Sarduy has read his work internationally and lectured regularly on race, politics and culture at academic institutions. He was a Ford Foundation Writer in Residence at Columbia University, New York (1989), on the CUNY Caribbean Exchange Program at Hunter College (1990), a Rockefeller Visiting Scholar at the University of Florida, Gainesville 1993), in 1997 at the University of Puerto Rico, Rio Piedras, and on the Rockefeller Fellowship Caribbean 2000 Program. He has also been a Charles McGill Fellow Visiting Lecturer at Trinity College, Hartford, Connecticut (Fall 2004), and Associate Fellow of the Caribbean Studies Centre at London Metropolitan University.
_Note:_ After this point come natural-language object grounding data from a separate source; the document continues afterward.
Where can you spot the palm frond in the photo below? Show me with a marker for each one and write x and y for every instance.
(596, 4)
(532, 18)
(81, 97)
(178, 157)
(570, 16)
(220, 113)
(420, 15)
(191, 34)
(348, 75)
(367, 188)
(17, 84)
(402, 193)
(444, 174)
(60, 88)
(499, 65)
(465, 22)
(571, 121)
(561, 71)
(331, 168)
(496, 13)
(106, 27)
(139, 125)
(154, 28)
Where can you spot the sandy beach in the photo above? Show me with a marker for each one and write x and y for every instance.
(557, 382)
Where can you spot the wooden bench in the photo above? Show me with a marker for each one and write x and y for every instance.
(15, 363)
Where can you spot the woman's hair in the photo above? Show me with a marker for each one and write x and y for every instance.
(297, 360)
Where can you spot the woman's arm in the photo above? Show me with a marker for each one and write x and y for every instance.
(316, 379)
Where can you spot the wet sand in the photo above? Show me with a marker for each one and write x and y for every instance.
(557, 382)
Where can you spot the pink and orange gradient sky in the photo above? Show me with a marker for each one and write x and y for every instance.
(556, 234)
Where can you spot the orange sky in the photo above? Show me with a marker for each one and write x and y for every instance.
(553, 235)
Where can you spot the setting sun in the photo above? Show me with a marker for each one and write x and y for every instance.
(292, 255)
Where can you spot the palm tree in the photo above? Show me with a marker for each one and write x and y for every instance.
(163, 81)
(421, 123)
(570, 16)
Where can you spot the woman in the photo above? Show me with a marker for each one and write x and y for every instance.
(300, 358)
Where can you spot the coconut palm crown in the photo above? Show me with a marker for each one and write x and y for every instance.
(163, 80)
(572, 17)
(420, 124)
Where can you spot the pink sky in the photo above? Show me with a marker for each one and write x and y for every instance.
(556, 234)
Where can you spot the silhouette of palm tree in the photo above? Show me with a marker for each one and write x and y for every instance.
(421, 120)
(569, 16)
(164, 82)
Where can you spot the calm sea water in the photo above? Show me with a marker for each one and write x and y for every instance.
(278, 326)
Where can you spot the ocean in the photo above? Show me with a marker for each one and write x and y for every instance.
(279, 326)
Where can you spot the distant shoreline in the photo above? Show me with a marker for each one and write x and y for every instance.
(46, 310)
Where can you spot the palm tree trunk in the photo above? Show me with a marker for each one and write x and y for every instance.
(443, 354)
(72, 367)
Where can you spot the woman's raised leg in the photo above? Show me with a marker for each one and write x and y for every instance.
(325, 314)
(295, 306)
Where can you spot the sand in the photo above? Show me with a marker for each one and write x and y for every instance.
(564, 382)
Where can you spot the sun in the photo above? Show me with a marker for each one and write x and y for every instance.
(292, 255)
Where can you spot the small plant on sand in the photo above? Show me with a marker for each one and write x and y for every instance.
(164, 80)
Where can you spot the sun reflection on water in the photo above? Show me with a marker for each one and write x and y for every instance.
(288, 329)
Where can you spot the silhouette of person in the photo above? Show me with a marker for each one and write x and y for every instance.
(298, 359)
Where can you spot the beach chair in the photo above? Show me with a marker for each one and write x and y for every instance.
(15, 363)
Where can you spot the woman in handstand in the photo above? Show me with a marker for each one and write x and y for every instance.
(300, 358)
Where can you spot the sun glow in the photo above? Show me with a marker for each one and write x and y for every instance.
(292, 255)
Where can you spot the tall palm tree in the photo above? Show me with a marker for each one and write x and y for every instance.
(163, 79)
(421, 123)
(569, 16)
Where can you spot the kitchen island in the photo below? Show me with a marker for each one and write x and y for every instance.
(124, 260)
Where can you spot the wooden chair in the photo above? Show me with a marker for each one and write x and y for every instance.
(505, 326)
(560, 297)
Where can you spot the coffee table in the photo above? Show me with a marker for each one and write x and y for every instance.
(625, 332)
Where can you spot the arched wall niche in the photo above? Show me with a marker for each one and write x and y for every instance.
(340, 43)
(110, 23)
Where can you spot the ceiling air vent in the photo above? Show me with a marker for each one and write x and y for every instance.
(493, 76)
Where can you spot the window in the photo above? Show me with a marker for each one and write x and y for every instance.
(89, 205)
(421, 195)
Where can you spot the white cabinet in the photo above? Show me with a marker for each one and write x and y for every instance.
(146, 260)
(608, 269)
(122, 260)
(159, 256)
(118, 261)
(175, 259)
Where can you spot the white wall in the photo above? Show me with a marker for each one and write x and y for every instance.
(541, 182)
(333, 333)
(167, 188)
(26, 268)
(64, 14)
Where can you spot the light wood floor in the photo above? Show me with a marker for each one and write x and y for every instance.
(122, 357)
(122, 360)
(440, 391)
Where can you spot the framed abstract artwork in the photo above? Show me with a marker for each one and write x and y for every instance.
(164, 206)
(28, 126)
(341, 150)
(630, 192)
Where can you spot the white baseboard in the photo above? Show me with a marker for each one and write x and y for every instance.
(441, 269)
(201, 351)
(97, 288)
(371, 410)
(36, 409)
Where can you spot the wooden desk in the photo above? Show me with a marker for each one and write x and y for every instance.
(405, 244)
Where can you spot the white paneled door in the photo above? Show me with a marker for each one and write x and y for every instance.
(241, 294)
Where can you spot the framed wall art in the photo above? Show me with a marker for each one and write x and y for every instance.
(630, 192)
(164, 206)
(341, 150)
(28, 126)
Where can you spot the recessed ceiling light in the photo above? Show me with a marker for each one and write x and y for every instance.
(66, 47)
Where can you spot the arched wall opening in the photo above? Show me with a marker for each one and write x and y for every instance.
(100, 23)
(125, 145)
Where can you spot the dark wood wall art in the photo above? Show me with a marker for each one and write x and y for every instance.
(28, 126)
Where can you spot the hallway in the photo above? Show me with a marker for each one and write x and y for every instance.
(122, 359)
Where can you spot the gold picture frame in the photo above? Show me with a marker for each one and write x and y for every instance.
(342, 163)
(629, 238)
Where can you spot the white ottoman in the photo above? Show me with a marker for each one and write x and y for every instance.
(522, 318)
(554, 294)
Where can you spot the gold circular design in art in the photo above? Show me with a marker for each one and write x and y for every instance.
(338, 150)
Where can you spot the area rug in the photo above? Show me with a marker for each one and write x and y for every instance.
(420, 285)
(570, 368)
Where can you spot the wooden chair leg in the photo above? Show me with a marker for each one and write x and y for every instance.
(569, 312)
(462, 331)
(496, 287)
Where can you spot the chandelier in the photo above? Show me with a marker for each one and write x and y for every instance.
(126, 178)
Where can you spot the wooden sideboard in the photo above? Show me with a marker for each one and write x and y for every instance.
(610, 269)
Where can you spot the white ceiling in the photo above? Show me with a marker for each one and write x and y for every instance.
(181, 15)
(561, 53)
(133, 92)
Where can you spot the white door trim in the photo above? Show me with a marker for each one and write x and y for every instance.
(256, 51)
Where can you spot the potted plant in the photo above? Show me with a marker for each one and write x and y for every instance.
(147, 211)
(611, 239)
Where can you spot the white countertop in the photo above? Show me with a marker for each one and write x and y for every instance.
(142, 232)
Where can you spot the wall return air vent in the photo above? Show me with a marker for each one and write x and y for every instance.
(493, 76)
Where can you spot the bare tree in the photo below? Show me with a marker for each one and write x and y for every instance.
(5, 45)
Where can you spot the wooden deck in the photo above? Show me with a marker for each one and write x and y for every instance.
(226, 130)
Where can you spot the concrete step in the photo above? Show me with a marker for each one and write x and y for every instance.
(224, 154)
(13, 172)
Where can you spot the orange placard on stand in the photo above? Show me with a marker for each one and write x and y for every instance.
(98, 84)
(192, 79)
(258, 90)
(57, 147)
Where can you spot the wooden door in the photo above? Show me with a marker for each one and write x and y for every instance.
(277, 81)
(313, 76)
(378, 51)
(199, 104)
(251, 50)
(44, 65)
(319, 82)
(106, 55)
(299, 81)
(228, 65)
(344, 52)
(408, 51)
Awards he has received include (for poetry) the Casa de las Américas (1966) and Julián del Casal (Unión Nacional de Escritores y Artistas de Cuba, UNEAC) in 1967; and in 2008 the Prix du Livre Insulaire, Ouessant, for the French translation of his novel, Les bonnes de La Havane.

==Bibliography==
===Poetry===

- Surrealidad, Havana: Cuadernos UNION, 1967.
- Cumbite y Otras Poemas, Havana: Ediciones Union, 1987. Bilingual edition: Cumbite and Other Poems, New York: Center for Cuban Studies, 1990.
- Melecón Sigloveinte, Havana: Editorial Letras Cubanas, 2005.

===Novels===

- Las criadas de La Habana (in Spanish), San Juan, Puerto Rico: Editorial Plaza Mayor, 2002, ISBN 978-1563281921; Havana: Letras Cubanas, 2003.
- Les Bonnes de La Havane (French translation of Las criadas de La Habana), Ibis Rouge, 2007, ISBN 978-2844502438
- The Maids of Havana (English translation of Las criadas de La Habana), AuthorHouse, 2010, ISBN 9781467005081

=== As co-editor ===
- With Jean Stubbs, Afro-Cuban Voices: On Race and Identity in Contemporary Cuba, University Press of Florida, 2000, ISBN 978-0813017358.
- With Jean Stubbs, Afro-Cuba: An Anthology of Cuban Writing on Race, Politics and Culture (1993), Ocean Press, 2001 (paperback), ISBN 978-1875284412.